A good home group meeting involves a very small group, a bottle of wine, good friends, a Brian McLaren book, and a lot of shared experience. It will go much later than planned, and that will be a good thing. It was in that context last night that I realized the substance of this post.
There are a number of people who feel that God is calling them away from structured church. Maybe it’s to a house church, simple church, or into a period of detox. Maybe it’s to “nothing,” to something God hasn’t yet shown them. But there’s a problem, they don’t want to go… and the reason is noble, it’s a kingdom principle, it’s called relationship.
We’ve long understood the church as the body of Christ, with each member being a figurative body part, joined together corporately to become the church. If any part of the body would be removed, the body would suffer; there would be a ripping, a tearing, a loss.
We understand the natural course of people living their lives in proximity to one another. Relationship develops, people share their lives with one another, and there’s a genuine affection between them. They become friends. It happens several times over, and it becomes community.
In the church we’ve been a part of, one of the richest teachings we’ve had has been on something called “relational joining.” The essence of this is that if each of us is a “member” part of the body of Christ, then the thing which holds each of us together is relationships. Relationships are the joints that hold the body together; unhealthy joints means an unhealthy body, and vice-versa. “Life” flows through the joints of relationship from one member to another, strengthening, encouraging edifying one another. Ephesians 4 stuff.
I believe in the concept of relationships joining the body to itself. But.
There is a danger in seeing relationships as joints which keep the body together.

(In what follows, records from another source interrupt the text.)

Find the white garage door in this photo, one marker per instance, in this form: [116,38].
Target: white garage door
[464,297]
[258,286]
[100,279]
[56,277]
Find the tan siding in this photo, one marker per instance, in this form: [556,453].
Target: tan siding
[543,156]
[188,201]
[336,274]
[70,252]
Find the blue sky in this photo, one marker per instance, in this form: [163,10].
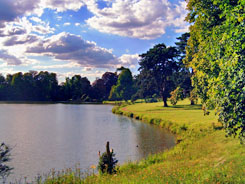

This does not invalidate the analogy, but of course every analogy breaks down somewhere, and there’s a point beyond which an analogy cannot be pushed without becoming misleading or erroneous. Here it is: the joints in the body are fixed and structural. What I mean by this is that the forearm cannot say to the body, “I have loved being joined at the elbow to the upper arm, but I feel Jesus calling me to go and participate and be joined to the kneecap.” In the context of the analogy, this does not compute but in the Body of Christ, there’s no reason this should cause a problem of any kind. Now, I’m not talking about one member saying they wish they were an eyeball… Paul says that isn’t how this analogy works. But this gets worse. Relationships that are merely structural are relationships of convenience, not substance. There is no koinonia in them, they are a means to an end, and that’s it.
Around where we came from, this type of relational joining is called “being in relationship” which means in some form or other that you are at peace with those to whom you’re joined, not holding things against them, and you are pressing on together. You are joined. Unfortunately, this becomes “a heavy.” If God calls you on, sometimes the others can’t understand, because they thought you were “in relationship.” They can sometimes see it as betrayal, so not wishing to hurt one’s friends, even the call of God can be denied to keep the peace.
Another factor at work is proximity. Many friendships are born of proximity, and some good ones at that. Other friendships are entirely dependent upon proximity for their existance… and many more are in between these two poles. I have observed though the fear that the loss of proximity will mean the loss of friendship. My wife and I maintain that proximity is a litmus test of relationships, whereby the loss of proximity will quickly tell you the value of a friendship. Some are surprised to learn that a particular friendship is not what they thought it was. Proximity helps nurture friendship, but true lifelong friendships will survive its loss. Not to sound too crass, but those relationships which do not survive the loss of proximity may not be worth the energy required to maintain them.
So here’s what I have realized. There are people in churches who God would call out, call to a new thing, but they are bound by the fear that losing proximity will mean the death of their friendships. They can be hindered by the feeling that if they leave, they are betraying friendships. In actual fact, these symptoms can indicate the fear that friends will begin witholding love… and that begs the question just what kind of friendly atmosphere is tainted with this sort of crap anyway? A phrase that Cockburn spoke probably fits here: “Though chains be of gold, they are chains all the same.” Sometimes it isn’t the right thing to do to hold a noble ideal too tightly.